Vocational schools in Taiwan have long sought to broaden their programs by setting up restaurants, hotels and cafes on campus grounds to allow their students to intern and learn by doing. Now some liberal arts universities are following suit.
Fu Jen Catholic University in New Taipei City’s Sinjhuang District (新莊), renowned for fostering many of the nation’s fashion and clothing gurus, has established a student-run clothing store on campus.
According to intern store manager Ouyang Chia (歐陽嘉), a third-year student in the university’s Department of Textiles and Clothing, the school has given students great freedom in deciding what is sold and how it is presented.
Photo: Kuo Yen-hui, courtesy of Fu Jen Catholic University
The clothes are NT$50 less expensive than items in regular stores, Ouyang said, adding that students make seasonal changes to the shop’s offerings.
Ouyang said she thought that running a shop would be easy before her internship, but after taking charge, she realized there are many details that demand attention.
For example, when displaying clothes, Ouyang said putting items with brighter color schemes on top better attracts customers’ attention.
Photo: Kuo Yen-hui, Taipei Times
Beyond allowing students to gain experience operating a store, the program allows students to rent space in the store at NT$20 per day to exhibit and sell their own products, Ouyang said, adding that there was no limitation on what could be put up for sale.
Many students have used this opportunity to sell their own products and earn some cash on the side, as well as gaining work experience, Ouyang said.
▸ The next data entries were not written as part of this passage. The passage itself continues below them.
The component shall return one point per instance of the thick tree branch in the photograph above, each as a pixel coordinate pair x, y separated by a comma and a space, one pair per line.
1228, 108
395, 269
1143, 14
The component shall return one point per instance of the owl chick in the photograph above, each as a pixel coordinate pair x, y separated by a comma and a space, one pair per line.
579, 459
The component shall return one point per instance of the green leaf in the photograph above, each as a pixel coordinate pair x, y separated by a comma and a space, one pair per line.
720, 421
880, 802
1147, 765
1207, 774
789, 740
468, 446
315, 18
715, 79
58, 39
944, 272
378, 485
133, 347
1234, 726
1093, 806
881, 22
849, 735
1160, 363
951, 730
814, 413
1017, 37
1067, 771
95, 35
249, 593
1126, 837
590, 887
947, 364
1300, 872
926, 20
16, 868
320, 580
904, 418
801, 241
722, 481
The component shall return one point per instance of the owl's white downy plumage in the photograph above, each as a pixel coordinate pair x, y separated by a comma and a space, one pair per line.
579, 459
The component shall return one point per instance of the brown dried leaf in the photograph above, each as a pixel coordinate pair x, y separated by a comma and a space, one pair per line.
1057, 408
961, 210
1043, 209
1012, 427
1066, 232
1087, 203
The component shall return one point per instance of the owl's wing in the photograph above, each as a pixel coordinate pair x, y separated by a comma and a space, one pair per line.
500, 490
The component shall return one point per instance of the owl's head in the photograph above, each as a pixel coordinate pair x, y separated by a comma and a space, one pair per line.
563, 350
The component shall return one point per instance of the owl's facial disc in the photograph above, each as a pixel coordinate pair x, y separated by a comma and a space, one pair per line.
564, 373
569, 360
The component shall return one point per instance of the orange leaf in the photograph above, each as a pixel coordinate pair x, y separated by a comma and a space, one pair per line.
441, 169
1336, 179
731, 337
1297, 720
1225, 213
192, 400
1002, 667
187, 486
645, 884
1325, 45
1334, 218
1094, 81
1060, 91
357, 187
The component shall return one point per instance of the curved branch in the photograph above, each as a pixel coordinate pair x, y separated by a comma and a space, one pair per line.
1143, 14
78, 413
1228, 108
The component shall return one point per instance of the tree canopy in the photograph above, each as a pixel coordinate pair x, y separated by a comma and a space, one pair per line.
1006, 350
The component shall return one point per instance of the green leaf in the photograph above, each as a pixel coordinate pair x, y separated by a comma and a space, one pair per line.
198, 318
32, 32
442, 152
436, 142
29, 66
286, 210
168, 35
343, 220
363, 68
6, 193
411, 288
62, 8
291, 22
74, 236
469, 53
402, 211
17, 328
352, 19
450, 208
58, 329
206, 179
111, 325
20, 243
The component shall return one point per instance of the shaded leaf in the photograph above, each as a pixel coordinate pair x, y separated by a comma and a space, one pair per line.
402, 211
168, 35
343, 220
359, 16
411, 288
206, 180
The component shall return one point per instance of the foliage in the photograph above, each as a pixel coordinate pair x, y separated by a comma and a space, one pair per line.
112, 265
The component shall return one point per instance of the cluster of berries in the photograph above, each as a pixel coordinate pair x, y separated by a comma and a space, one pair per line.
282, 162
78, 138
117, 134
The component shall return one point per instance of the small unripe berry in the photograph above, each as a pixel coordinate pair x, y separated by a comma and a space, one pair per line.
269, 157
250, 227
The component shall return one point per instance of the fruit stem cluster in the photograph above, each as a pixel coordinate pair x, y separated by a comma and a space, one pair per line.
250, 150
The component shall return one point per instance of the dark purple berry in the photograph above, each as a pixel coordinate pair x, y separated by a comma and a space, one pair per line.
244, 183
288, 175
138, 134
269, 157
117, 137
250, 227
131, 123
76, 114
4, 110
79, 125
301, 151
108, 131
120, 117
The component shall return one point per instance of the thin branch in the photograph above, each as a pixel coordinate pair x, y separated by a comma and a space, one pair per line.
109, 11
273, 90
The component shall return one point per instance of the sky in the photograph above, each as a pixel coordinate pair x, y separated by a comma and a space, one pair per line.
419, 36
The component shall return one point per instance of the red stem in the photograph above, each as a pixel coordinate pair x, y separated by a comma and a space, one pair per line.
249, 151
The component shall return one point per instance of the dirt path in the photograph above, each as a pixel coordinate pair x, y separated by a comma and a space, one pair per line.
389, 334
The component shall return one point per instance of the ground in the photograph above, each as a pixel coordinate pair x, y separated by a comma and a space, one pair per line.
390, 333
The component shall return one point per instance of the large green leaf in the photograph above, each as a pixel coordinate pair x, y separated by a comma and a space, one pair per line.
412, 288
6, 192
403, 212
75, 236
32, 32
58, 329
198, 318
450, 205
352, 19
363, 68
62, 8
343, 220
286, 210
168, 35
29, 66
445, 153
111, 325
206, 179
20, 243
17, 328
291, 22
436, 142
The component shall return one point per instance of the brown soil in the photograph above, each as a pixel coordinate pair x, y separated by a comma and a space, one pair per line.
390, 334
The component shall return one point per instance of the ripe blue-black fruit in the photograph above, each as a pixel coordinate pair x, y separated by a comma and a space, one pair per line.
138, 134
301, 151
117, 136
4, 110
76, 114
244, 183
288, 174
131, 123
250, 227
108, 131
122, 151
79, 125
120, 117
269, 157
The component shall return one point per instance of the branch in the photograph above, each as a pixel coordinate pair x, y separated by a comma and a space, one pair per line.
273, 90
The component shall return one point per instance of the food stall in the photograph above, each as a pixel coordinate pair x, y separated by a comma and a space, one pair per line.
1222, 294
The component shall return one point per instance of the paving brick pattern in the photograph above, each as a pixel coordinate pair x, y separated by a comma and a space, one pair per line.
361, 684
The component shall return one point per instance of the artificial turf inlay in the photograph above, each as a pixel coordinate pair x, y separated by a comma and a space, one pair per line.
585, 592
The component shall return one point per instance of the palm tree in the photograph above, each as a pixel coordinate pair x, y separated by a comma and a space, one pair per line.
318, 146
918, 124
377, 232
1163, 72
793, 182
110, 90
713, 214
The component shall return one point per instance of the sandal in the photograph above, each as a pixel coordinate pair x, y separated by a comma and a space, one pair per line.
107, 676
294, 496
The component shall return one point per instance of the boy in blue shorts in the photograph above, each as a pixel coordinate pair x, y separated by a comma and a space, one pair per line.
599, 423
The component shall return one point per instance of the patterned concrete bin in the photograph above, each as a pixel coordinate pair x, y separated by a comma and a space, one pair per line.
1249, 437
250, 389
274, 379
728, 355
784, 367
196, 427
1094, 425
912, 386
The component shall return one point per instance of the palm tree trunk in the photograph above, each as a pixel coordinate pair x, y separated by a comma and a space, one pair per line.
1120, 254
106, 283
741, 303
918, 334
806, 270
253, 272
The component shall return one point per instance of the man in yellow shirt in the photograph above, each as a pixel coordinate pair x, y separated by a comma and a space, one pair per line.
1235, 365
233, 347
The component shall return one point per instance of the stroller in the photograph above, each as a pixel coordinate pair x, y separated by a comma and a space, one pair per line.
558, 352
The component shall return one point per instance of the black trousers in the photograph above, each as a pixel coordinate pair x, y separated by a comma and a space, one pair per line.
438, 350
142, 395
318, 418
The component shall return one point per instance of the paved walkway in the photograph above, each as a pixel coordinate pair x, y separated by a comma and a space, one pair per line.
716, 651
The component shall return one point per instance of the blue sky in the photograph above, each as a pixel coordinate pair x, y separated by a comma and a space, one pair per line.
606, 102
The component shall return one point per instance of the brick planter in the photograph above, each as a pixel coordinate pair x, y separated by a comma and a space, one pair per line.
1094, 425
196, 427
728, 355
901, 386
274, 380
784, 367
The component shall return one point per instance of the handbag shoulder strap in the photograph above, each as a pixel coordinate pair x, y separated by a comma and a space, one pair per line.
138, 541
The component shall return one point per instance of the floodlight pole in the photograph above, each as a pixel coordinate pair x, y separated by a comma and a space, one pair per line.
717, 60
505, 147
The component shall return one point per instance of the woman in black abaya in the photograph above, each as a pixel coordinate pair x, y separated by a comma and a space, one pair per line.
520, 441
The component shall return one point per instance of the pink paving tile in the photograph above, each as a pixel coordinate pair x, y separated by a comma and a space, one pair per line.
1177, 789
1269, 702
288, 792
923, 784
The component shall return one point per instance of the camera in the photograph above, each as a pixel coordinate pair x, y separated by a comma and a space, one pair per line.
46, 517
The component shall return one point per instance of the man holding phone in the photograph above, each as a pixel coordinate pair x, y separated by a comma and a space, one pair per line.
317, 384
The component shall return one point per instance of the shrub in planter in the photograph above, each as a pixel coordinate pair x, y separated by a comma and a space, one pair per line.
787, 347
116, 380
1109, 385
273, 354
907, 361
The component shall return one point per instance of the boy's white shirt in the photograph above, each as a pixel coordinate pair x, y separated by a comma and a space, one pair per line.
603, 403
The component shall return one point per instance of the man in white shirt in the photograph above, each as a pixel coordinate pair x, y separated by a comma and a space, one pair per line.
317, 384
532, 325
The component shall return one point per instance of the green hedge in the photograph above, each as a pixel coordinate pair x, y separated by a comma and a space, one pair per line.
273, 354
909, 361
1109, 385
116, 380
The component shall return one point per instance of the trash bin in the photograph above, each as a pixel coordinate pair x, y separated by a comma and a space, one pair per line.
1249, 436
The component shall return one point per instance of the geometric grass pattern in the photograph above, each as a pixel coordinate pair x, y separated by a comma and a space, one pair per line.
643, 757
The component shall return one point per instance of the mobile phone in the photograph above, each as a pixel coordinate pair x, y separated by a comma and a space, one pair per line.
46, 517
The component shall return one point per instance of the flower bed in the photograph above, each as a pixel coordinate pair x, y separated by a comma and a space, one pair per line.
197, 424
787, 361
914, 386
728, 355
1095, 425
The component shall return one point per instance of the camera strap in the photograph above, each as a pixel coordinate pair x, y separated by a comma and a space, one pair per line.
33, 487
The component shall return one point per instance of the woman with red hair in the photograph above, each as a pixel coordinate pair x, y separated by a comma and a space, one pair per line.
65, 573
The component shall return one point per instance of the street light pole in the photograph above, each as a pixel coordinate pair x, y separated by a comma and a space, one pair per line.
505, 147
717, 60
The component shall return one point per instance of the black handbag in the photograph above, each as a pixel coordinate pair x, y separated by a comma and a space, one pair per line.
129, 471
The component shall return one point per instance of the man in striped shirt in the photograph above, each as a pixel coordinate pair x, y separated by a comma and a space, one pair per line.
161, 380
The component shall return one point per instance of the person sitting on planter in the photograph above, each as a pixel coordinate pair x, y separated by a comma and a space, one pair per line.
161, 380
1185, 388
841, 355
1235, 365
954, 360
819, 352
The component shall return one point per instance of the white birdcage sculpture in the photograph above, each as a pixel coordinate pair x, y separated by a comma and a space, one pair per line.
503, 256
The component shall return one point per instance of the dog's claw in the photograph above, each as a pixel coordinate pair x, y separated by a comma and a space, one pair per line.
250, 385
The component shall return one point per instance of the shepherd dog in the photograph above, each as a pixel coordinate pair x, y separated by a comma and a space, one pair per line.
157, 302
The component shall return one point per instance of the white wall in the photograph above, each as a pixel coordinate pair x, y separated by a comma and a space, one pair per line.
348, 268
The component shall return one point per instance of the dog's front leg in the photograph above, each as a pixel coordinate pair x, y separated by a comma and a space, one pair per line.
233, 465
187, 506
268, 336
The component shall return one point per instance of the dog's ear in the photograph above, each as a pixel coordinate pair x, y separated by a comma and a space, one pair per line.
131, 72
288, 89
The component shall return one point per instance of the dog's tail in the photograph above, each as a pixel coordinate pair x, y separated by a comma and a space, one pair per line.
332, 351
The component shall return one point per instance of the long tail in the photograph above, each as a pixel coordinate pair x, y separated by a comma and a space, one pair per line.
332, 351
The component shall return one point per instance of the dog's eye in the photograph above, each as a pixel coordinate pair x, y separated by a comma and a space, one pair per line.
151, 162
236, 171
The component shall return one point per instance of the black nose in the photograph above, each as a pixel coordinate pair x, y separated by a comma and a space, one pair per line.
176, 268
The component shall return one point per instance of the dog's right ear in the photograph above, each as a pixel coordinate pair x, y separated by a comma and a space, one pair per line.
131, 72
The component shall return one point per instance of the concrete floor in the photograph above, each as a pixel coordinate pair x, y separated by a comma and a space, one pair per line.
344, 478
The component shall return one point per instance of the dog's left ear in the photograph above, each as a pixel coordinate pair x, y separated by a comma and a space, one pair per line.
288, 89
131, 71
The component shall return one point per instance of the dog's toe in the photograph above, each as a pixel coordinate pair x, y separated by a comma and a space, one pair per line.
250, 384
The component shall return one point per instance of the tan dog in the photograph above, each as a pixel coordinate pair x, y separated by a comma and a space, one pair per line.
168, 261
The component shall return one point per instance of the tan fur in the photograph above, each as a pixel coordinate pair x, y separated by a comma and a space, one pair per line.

Another intern store open to students a restaurant and cafe for Fu Jen’s Department of Restaurant, Hotel and Institutional Management, which leaves everything from the design of the menu to the food and its presentation in the hands of students, while teachers assist on the side.
Photo: Kuo Yen-hui, Taipei Times
The department also runs a hotel for guests who are visiting the university. The hotel is not open to the general public.
Students interning at the hotel handle the reception, cleaning and management of the rooms.
Due to constant visits by foreign guests of the College of Foreign Languages, hotel staff members are constantly exposed to foreigners, providing yet another challenge.
Students in the department also learn how to roast coffee beans and make coffee for the university’s various establishments that sell coffee products.
However, the university’s best-known intern store is the food science department’s ice cream shop, which offers “100 percent natural” confections without any additives or food coloring.
Vanilla and chocolate are the only flavors usually available, but the shop promotes special flavors during the school’s anniversary each year.
It sells more than 800 cones in the summer season and sometimes sees less than 100 cones sold in winter, with the best record being 4,000 cones sold during one of the school’s anniversary celebration events.
Fu Jen said it has recently begun promoting boxed ice cream and is seeking partnerships with off-campus stores to further its brand.
Student Liu Chien-yu (劉千瑜), who interned as the shop’s deputy manager last year, said she left the job knowing how to manage a store.
The most difficult thing she had done during her time as an intern at the store was to come up with special flavors for the school’s anniversary.
The two flavors of ice cream that were such a sensation at the 2013 university anniversary celebrations — rose salt red tea latte flavor and lemon dragon fruit — were the product of two or three months of hard work and the students working at the store were proud of themselves at the results of the sales, she said.